Harvard University has announced the release of a substantial dataset comprising nearly one million public-domain books, aimed at enhancing access to high-quality data for artificial intelligence training. This initiative is led by Harvard’s Institutional Data Initiative, which received funding from both Microsoft and OpenAI. The dataset is a result of books scanned during the Google Books project, specifically those that are no longer under copyright protection.
This dataset is approximately five times larger than the controversial Books3 dataset that trained AI models such as Meta’s Llama, featuring a diverse range of genres, languages, and notable authors including Shakespeare, Charles Dickens, and Dante. Greg Leppert, executive director of the initiative, expressed that this project aims to “level the playing field” in the AI sector by providing resources typically monopolized by major tech companies to smaller players and researchers.

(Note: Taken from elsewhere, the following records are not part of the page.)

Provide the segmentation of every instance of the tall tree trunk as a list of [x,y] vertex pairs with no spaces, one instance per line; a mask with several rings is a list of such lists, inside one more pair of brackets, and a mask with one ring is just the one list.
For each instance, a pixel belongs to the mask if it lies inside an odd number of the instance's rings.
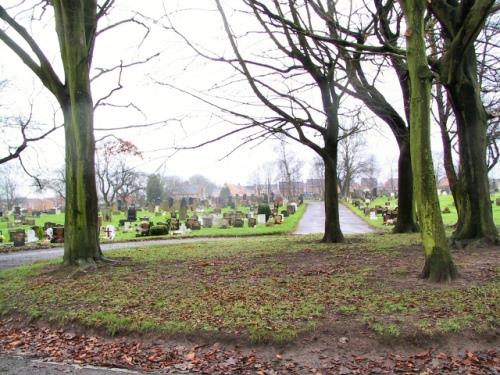
[[461,191],[456,202],[460,216],[453,238],[497,242],[486,162],[488,122],[477,82],[473,47],[463,55],[461,66],[458,78],[445,83],[457,122],[460,153],[458,184]]
[[94,110],[89,70],[97,5],[94,0],[54,1],[56,31],[66,77],[59,96],[66,136],[64,263],[95,264],[102,259],[97,227]]
[[337,183],[337,152],[323,156],[325,163],[325,233],[323,242],[342,242],[344,235],[340,229],[339,193]]
[[415,223],[415,205],[413,201],[413,172],[411,170],[411,154],[409,132],[398,139],[398,220],[394,233],[418,232]]
[[456,269],[448,248],[439,207],[430,144],[432,74],[427,65],[424,13],[426,0],[401,0],[407,23],[410,74],[410,148],[414,195],[425,253],[422,277],[449,281]]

Leppert compared the potential impact of this public domain database to that of Linux, suggesting it could serve as a foundational element for various AI applications. He noted that companies still need to incorporate additional licensed data to make their models distinct from others.
Microsoft’s vice president, Burton Davis, stated that the company’s involvement is aligned with its mission to create accessible data pools for AI startups, emphasizing that they do not intend to replace all existing data with public domain materials but rather to complement them. OpenAI’s Tom Rubin expressed enthusiasm for supporting this venture.

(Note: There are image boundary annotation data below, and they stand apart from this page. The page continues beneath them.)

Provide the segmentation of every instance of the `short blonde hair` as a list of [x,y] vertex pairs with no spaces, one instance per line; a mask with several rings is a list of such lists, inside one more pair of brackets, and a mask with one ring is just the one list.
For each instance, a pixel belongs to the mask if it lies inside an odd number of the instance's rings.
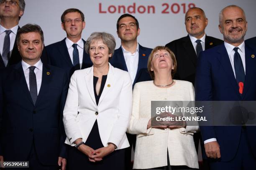
[[166,47],[164,46],[157,46],[151,52],[150,55],[149,55],[149,58],[148,58],[148,73],[152,78],[152,80],[155,80],[155,75],[154,74],[154,71],[151,71],[151,62],[152,62],[152,60],[153,60],[153,57],[154,56],[154,54],[156,52],[159,50],[165,50],[170,54],[171,56],[171,58],[172,60],[172,62],[173,64],[173,70],[172,70],[172,77],[173,77],[174,75],[176,72],[176,71],[177,70],[177,62],[176,61],[176,59],[175,58],[175,55],[174,53],[169,48]]

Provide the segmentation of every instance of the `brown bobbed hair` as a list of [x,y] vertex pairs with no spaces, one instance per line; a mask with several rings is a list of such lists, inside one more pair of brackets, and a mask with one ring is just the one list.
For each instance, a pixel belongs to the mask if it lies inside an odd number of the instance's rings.
[[151,52],[151,53],[149,55],[148,60],[148,71],[153,80],[155,80],[155,75],[154,74],[154,71],[151,71],[151,62],[153,60],[154,55],[159,50],[165,50],[171,56],[172,60],[172,62],[173,64],[173,70],[172,70],[172,77],[173,78],[174,75],[176,72],[177,70],[177,62],[176,59],[175,58],[175,55],[174,53],[169,48],[166,47],[158,46],[156,47]]

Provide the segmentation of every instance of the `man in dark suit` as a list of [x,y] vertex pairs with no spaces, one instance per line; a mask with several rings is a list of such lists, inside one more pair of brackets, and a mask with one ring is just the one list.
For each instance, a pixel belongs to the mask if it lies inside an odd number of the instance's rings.
[[256,47],[256,37],[247,39],[245,41],[245,42],[248,45]]
[[85,27],[84,16],[80,10],[68,9],[61,17],[61,27],[67,38],[46,47],[43,55],[50,64],[66,71],[70,78],[74,71],[91,67],[92,63],[84,50],[85,41],[81,38]]
[[0,68],[21,60],[16,43],[19,20],[25,7],[24,0],[0,1]]
[[[198,101],[256,100],[256,50],[245,44],[244,11],[236,5],[220,13],[219,28],[224,43],[202,52],[197,68]],[[222,118],[229,113],[222,112]],[[255,126],[201,126],[211,169],[256,169]]]
[[44,35],[37,25],[17,32],[22,60],[0,77],[0,161],[29,161],[30,169],[64,170],[63,110],[68,80],[62,70],[43,64]]
[[[142,47],[137,40],[141,30],[137,19],[128,14],[122,15],[116,24],[117,33],[121,40],[121,46],[115,50],[110,62],[114,67],[128,71],[133,82],[151,80],[147,70],[148,56],[152,49]],[[135,148],[136,135],[127,134],[130,147],[125,150],[125,167],[131,169],[131,148]]]
[[[190,82],[194,84],[197,57],[201,51],[223,42],[223,41],[207,36],[205,29],[208,19],[201,8],[189,9],[185,15],[185,25],[188,35],[165,45],[174,54],[177,60],[177,71],[174,79]],[[196,42],[200,40],[197,46]]]

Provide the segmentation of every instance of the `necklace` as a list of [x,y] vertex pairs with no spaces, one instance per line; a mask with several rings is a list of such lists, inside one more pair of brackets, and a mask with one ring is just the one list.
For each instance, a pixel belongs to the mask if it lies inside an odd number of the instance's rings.
[[157,86],[157,87],[167,87],[167,86],[172,85],[172,83],[173,83],[174,82],[174,81],[172,80],[172,81],[170,84],[169,84],[169,85],[156,85],[156,84],[155,84],[154,81],[153,81],[153,83],[154,83],[154,85],[155,85],[155,86]]

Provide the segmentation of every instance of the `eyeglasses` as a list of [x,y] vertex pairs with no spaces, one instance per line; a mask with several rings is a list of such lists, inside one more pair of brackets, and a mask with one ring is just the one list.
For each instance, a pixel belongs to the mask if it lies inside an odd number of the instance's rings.
[[9,2],[10,5],[12,6],[15,6],[18,4],[18,2],[15,0],[1,0],[0,1],[0,5],[5,5],[7,4],[8,2]]
[[74,20],[71,20],[71,19],[69,19],[68,20],[67,20],[65,21],[65,22],[67,23],[68,24],[71,24],[73,22],[73,21],[75,24],[77,24],[78,23],[79,23],[82,21],[82,20],[81,19],[74,19]]

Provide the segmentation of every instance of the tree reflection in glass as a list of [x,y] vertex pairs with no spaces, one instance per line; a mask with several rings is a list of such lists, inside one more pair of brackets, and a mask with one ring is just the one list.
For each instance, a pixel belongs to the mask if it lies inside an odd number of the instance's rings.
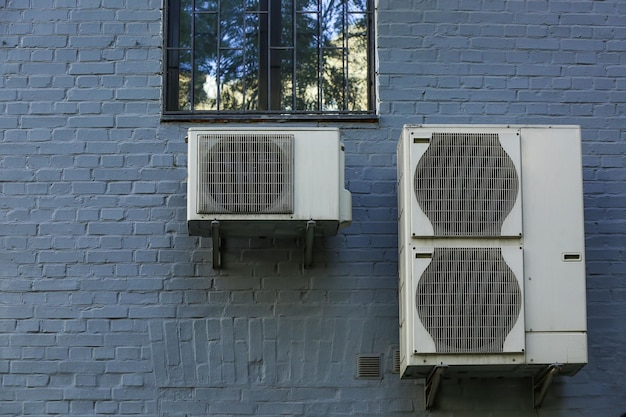
[[368,0],[169,0],[173,111],[371,110]]

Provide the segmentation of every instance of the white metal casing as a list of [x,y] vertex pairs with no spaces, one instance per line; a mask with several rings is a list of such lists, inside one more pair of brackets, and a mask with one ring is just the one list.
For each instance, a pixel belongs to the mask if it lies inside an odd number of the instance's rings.
[[[495,134],[498,138],[499,146],[496,147],[506,154],[504,159],[510,166],[508,171],[493,171],[503,170],[502,166],[485,168],[485,161],[493,159],[493,155],[485,156],[481,150],[472,151],[477,153],[467,159],[468,166],[459,162],[462,158],[455,154],[461,152],[458,150],[450,151],[451,156],[447,159],[440,159],[455,165],[452,171],[446,172],[458,174],[460,179],[453,179],[450,184],[461,196],[466,195],[465,187],[470,189],[475,185],[472,181],[479,180],[475,177],[493,174],[494,180],[498,181],[502,175],[509,175],[515,170],[517,179],[510,183],[515,184],[517,191],[510,193],[514,201],[511,200],[506,207],[497,233],[481,234],[477,232],[479,228],[472,229],[471,226],[447,235],[434,231],[436,226],[433,225],[438,221],[433,219],[438,215],[435,212],[452,207],[438,201],[452,194],[428,191],[427,195],[436,197],[433,201],[437,201],[432,204],[437,210],[427,215],[425,211],[429,210],[430,203],[424,202],[423,192],[419,194],[420,175],[445,171],[437,171],[440,155],[436,150],[429,151],[427,155],[435,161],[435,167],[424,168],[424,155],[434,143],[434,133],[450,138],[454,134]],[[475,162],[477,166],[472,167],[472,161],[481,158],[482,162]],[[434,183],[436,188],[445,188],[441,184]],[[484,201],[480,204],[486,207],[493,206],[493,196],[485,194],[477,197],[476,193],[480,192],[475,191],[471,198]],[[423,201],[418,202],[418,194]],[[398,144],[398,200],[400,366],[403,377],[425,377],[433,366],[442,364],[462,374],[518,376],[534,375],[546,365],[558,363],[562,364],[562,372],[573,374],[587,362],[582,166],[578,126],[407,125]],[[464,202],[460,204],[467,207]],[[481,216],[469,213],[459,218],[471,222],[475,218],[482,219]],[[482,255],[472,255],[474,252]],[[465,253],[462,259],[457,259],[459,253]],[[497,262],[485,263],[485,259],[492,255],[494,259],[498,258]],[[476,257],[480,259],[477,261]],[[468,265],[480,266],[481,262],[487,265],[485,271],[467,271],[473,268],[468,268]],[[435,267],[435,263],[444,266]],[[464,270],[455,272],[458,268]],[[497,271],[498,268],[500,271]],[[464,278],[454,278],[455,274]],[[500,274],[509,282],[506,285],[494,284],[487,279],[482,283],[471,283],[476,277],[490,274]],[[424,283],[426,279],[441,280],[441,277],[449,280],[445,288],[434,281]],[[473,294],[472,291],[480,286],[484,287],[485,294]],[[482,347],[480,343],[472,342],[471,338],[472,332],[478,334],[483,330],[454,330],[454,323],[441,324],[444,322],[439,316],[446,314],[450,317],[457,315],[465,322],[471,320],[464,319],[464,315],[476,314],[477,311],[485,313],[491,309],[489,311],[504,314],[497,311],[497,306],[472,309],[471,305],[504,299],[492,293],[514,287],[518,288],[514,291],[517,294],[509,298],[519,301],[520,305],[515,311],[517,318],[507,325],[502,341]],[[433,288],[442,288],[442,294],[431,294]],[[451,305],[445,306],[442,300],[448,300],[446,302]],[[439,304],[428,310],[424,303]],[[430,318],[428,311],[435,310],[438,317]],[[484,332],[496,334],[496,331],[488,329],[489,326],[497,327],[493,325],[496,321],[487,320],[487,323],[483,326],[487,329]],[[435,339],[451,338],[450,335],[455,334],[467,335],[467,345],[454,340],[435,342]],[[495,336],[493,340],[496,340]],[[446,347],[446,343],[452,348]]]
[[[279,144],[276,138],[288,138],[289,149]],[[340,142],[339,130],[334,128],[282,128],[282,127],[201,127],[190,128],[188,131],[188,183],[187,183],[187,221],[189,233],[192,235],[210,236],[211,222],[220,223],[220,235],[241,237],[293,237],[301,236],[309,220],[316,222],[315,234],[330,236],[341,227],[348,226],[352,221],[351,194],[344,188],[344,148]],[[201,142],[210,138],[204,148]],[[226,138],[226,139],[224,139]],[[259,139],[260,138],[260,139]],[[246,146],[239,145],[236,149],[244,151],[225,156],[221,164],[224,171],[232,175],[234,184],[222,185],[230,187],[237,208],[241,201],[241,191],[246,181],[256,181],[259,192],[263,193],[265,178],[272,177],[281,182],[286,177],[276,173],[259,173],[259,164],[270,166],[280,163],[290,164],[289,183],[279,184],[279,193],[291,194],[291,208],[282,212],[272,212],[271,198],[268,210],[251,209],[246,212],[226,210],[204,210],[200,212],[202,199],[211,200],[207,195],[210,184],[202,184],[202,176],[212,168],[206,167],[206,151],[211,147],[221,146],[224,141],[243,140],[246,143],[265,141],[264,149],[271,147],[278,156],[275,160],[251,155],[245,156]],[[243,148],[241,147],[243,146]],[[255,147],[256,146],[256,147]],[[248,153],[256,152],[257,145],[251,145]],[[221,152],[218,151],[218,153]],[[218,155],[219,156],[219,155]],[[219,156],[221,157],[221,156]],[[205,159],[203,159],[205,158]],[[233,160],[234,158],[234,160]],[[263,160],[262,158],[266,158]],[[278,159],[276,159],[278,158]],[[214,164],[215,165],[215,164]],[[203,168],[204,167],[204,168]],[[261,167],[263,168],[263,167]],[[214,174],[215,175],[215,174]],[[222,176],[225,175],[222,173]],[[212,177],[214,178],[214,177]],[[212,181],[214,182],[214,181]],[[204,195],[203,195],[204,193]],[[262,198],[263,196],[261,196]],[[214,205],[219,206],[219,203]]]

The legal landscape surrounding AI training data is currently fraught with challenges, as numerous lawsuits surface regarding the use of copyrighted material. Depending on the outcomes, AI companies may have to alter their methods of creating models. In light of these uncertainties, initiatives like Harvard’s dataset aim to ensure a continued demand for public domain resources, which could provide a sustainable path forward for the AI industry.
Alongside the book dataset, the Institutional Data Initiative is collaborating with the Boston Public Library to digitize millions of articles that are now in the public domain. While the exact distribution methods for the dataset are yet to be determined, discussions with Google for public distribution are underway.

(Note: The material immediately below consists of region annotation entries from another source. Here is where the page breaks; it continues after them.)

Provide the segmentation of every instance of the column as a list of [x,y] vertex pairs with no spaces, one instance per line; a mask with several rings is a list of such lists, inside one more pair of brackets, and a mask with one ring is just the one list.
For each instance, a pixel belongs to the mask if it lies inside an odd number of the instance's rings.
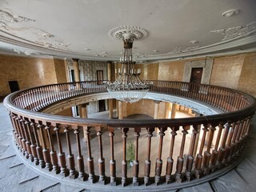
[[80,118],[87,118],[88,114],[87,114],[87,106],[89,103],[84,103],[79,106],[79,114],[80,114]]
[[159,104],[161,101],[154,100],[154,119],[158,119],[159,118]]
[[[79,106],[79,114],[80,114],[80,118],[88,118],[88,114],[87,114],[87,106],[89,103],[84,103]],[[86,138],[86,126],[83,127],[83,140],[84,142],[87,142]]]
[[109,81],[112,80],[112,70],[111,70],[111,62],[107,63],[107,79]]
[[118,119],[122,119],[122,102],[118,101]]
[[113,99],[108,99],[109,102],[109,118],[113,118]]
[[74,65],[74,80],[76,82],[80,82],[78,60],[73,59],[73,65]]
[[[159,104],[161,101],[154,100],[154,119],[158,119],[159,118]],[[158,129],[158,127],[155,127],[155,132],[156,133],[159,132],[159,130]]]
[[176,116],[176,103],[173,103],[171,106],[171,114],[170,114],[170,118],[175,118]]

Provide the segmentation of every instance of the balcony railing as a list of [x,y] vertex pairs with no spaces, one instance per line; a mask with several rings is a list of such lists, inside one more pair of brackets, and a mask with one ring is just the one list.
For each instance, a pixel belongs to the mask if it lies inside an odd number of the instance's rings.
[[[221,173],[237,163],[256,110],[254,98],[238,90],[154,81],[151,92],[197,100],[225,113],[175,119],[106,120],[39,112],[60,101],[106,92],[98,84],[38,86],[10,94],[4,101],[22,154],[45,170],[80,180],[88,189],[170,190]],[[156,132],[158,136],[153,137]],[[131,168],[128,142],[134,145]]]

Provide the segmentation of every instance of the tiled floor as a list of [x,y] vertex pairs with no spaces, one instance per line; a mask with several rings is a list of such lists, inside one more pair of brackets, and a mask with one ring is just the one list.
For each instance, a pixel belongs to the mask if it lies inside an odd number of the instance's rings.
[[[141,135],[142,138],[142,134]],[[143,147],[143,146],[142,146],[142,147]],[[255,191],[255,116],[252,121],[251,132],[246,150],[247,152],[244,160],[233,170],[213,181],[178,190],[194,192]],[[107,157],[107,153],[105,154],[106,157]],[[143,167],[142,167],[142,169],[143,169]],[[126,188],[122,190],[126,190]],[[0,103],[0,191],[88,191],[88,190],[85,190],[85,188],[81,187],[81,186],[74,186],[68,185],[66,182],[46,177],[26,167],[16,155],[13,148],[11,125],[8,113],[2,103]],[[94,190],[92,190],[92,191]]]

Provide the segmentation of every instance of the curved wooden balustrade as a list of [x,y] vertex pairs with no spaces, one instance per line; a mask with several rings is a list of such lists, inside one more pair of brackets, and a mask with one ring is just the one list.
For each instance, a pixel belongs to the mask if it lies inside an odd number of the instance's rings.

This release adds to a growing list of projects and startups focused on providing high-quality, legally compliant data for AI development, highlighting a significant shift toward leveraging public domain materials. For instance, the French AI startup Pleias has already introduced the Common Corpus dataset, which features an extensive collection of public-domain works.
These movements challenge the narrative that AI development relies on copyrighted content, as emerging datasets present opportunities for ethical AI advancements without the necessity of infringing on intellectual property rights. Nonetheless, the real impact of such datasets will depend on their actual usage and the industry’s willingness to forego scrapped copyrighted materials in favor of these legitimate resources.